This is my opinion. I speak as an individual supporting Occupy Sydney and in solidarity with others worldwide.
So the police finally broke up the site at approx. 5am Sunday morning. Many people at site have written about their experience. I was not there having left a few hours before this time.
In light of this, I maybe have to get a bit poetic. Many people get very angry that they can’t be given a succinct answer to ‘what Occupy is about’. For me, it’s because the movement has yet to arrive at that point. That is okay. Sometimes I feel people demand an answer knowing it can’t be given. Maybe it feels easier to dismiss a growing or developing movement.
For me, Occupy is not a protest against a specific issue and has no finite set of demands. Rather it is a process or method of confronting fundamental and difficult questions, and facilitating critical and open discourse. It is people having the right to congregate peacefully in public to talk about where our society fail us, to work inclusively and to learn through participation.

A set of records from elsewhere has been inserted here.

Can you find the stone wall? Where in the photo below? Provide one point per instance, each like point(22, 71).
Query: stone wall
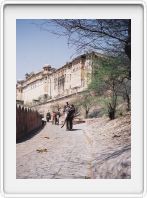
point(27, 121)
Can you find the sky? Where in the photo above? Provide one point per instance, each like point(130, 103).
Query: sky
point(36, 47)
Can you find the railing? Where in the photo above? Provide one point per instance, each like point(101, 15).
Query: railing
point(27, 121)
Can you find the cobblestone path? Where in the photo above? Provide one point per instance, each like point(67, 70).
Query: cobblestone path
point(55, 153)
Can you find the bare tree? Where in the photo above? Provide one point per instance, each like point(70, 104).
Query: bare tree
point(106, 35)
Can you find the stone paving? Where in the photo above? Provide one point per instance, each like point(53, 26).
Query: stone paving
point(55, 153)
point(99, 150)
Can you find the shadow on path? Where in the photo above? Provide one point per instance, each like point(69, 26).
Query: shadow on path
point(29, 135)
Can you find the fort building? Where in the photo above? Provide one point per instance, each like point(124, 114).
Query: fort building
point(51, 83)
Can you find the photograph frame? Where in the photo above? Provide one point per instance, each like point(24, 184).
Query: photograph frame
point(15, 3)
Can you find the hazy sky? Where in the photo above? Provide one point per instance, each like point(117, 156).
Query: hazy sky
point(36, 47)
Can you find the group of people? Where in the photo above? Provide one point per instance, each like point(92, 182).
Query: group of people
point(69, 113)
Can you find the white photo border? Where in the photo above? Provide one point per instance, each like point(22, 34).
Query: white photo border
point(3, 89)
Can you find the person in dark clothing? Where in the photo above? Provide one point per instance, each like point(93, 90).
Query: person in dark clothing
point(71, 116)
point(57, 116)
point(66, 113)
point(48, 116)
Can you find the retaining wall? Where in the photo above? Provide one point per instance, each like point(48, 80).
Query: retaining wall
point(27, 121)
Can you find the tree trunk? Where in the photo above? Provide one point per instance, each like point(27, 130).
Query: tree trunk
point(86, 113)
point(128, 103)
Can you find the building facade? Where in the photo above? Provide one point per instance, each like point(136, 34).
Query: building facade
point(51, 83)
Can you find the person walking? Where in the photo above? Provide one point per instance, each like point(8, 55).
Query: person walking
point(71, 116)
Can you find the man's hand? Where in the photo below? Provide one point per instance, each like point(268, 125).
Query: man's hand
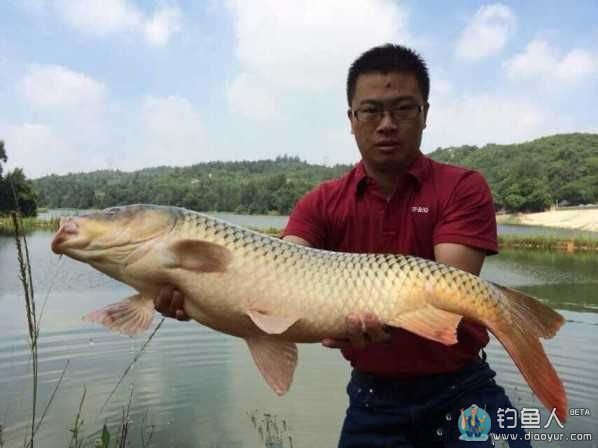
point(361, 331)
point(170, 302)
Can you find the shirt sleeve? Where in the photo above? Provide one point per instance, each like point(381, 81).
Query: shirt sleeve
point(469, 217)
point(307, 219)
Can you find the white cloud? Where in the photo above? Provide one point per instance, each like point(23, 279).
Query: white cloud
point(541, 61)
point(486, 33)
point(100, 17)
point(54, 87)
point(478, 119)
point(246, 97)
point(105, 17)
point(39, 150)
point(172, 134)
point(159, 28)
point(308, 45)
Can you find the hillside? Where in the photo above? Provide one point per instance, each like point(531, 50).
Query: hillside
point(528, 176)
point(266, 186)
point(532, 176)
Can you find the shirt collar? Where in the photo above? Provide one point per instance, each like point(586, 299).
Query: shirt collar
point(418, 171)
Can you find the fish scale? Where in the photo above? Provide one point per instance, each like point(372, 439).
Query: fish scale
point(274, 293)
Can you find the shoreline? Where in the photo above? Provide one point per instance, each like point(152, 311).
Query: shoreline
point(575, 219)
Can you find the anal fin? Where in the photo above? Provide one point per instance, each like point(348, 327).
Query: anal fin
point(129, 316)
point(269, 323)
point(431, 323)
point(276, 360)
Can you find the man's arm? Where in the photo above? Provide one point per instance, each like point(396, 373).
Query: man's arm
point(459, 256)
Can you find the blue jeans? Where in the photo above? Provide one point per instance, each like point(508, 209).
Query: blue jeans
point(423, 411)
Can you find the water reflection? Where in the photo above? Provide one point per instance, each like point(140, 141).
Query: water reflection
point(196, 387)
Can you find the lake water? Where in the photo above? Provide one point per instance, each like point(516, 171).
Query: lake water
point(279, 222)
point(193, 387)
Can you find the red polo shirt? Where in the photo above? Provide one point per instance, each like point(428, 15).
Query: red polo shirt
point(433, 203)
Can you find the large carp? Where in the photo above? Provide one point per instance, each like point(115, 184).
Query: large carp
point(274, 293)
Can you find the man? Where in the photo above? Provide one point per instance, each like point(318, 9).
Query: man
point(405, 391)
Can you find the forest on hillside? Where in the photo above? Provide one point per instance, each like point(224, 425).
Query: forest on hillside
point(528, 176)
point(256, 187)
point(532, 176)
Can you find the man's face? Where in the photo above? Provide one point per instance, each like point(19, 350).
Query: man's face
point(388, 145)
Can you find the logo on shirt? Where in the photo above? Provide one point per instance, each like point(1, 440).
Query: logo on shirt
point(474, 424)
point(415, 209)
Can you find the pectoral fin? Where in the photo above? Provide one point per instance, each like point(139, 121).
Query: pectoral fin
point(271, 324)
point(200, 256)
point(130, 316)
point(275, 359)
point(431, 323)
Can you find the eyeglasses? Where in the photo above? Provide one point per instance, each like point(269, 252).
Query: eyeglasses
point(371, 113)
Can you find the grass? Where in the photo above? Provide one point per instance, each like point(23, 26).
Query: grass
point(19, 226)
point(28, 224)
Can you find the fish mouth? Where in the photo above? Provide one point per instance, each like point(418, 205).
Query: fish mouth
point(68, 231)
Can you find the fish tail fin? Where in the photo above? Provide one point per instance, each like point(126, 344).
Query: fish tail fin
point(520, 335)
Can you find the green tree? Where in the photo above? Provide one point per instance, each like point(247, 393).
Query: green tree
point(3, 157)
point(15, 184)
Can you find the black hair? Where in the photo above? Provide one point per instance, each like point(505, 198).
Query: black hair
point(389, 58)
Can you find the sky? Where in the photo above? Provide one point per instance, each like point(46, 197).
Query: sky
point(128, 84)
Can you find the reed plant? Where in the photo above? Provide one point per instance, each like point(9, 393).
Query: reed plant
point(27, 224)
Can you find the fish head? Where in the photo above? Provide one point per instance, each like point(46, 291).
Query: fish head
point(108, 239)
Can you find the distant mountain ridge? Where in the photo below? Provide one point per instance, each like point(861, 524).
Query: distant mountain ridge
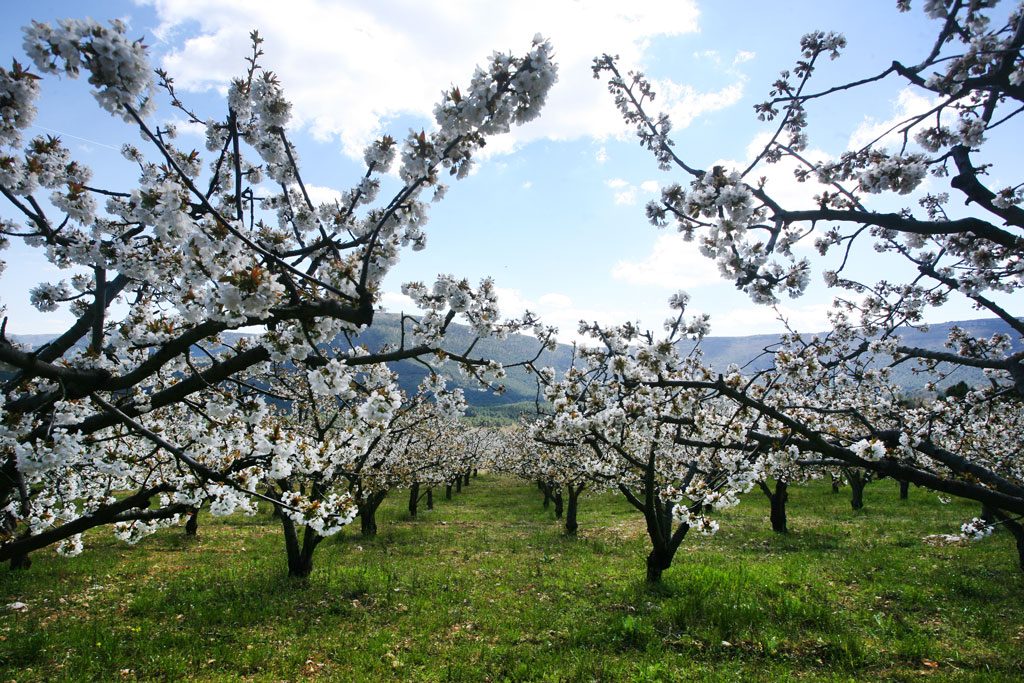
point(719, 352)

Occupy challenges my assumptions and privilege. Occupy is not about emulating other countries, but being in solidarity. I know our situation is different and my discussions with people in the Sydney movement confirm this.
Occupy is a radical use of public space.
Occupy is a way to talk and meet different people without being bound by the walls of a building or an institution.
Occupy takes what is often private in out society, and makes it public.
Occupy is a method of democratic consensus and decision making in a society where *individuals* do not have a powerful voice.
Occupy allows us to discus a method for change
Occupy is about giving voice to the voiceless in our society. Most people, I think, understand that the 1% / 99% idea is not broadly representative, but it can be used to start a discussion: Who benefits, and who does not, in the current system.
Occupy is not perfect, and it does not claim to be.
Occupy is not the only method, and it doesn’t claim to be.
Occupy inspires me.
Inequality exists in Australia. We must be able to publicly talk about it. Australia is part of a global financial and political system, we do not exist in a bubble.
Some can be scared of public protest because it calls into question their own silence. Or their own judgements. If you believe that things that are wrong in society, you should stand up and say something/do something. Every voice matters, even one’s you don’t agree with. All methods should be encouraged, activism, letter writing, discussion, volunteering, sit-ins, protest. Occupy.
People congregating peacefully in public do not deserve violence. EVER.
Privilege shows itself most when you tell others their desire to speak out lacks legitimacy.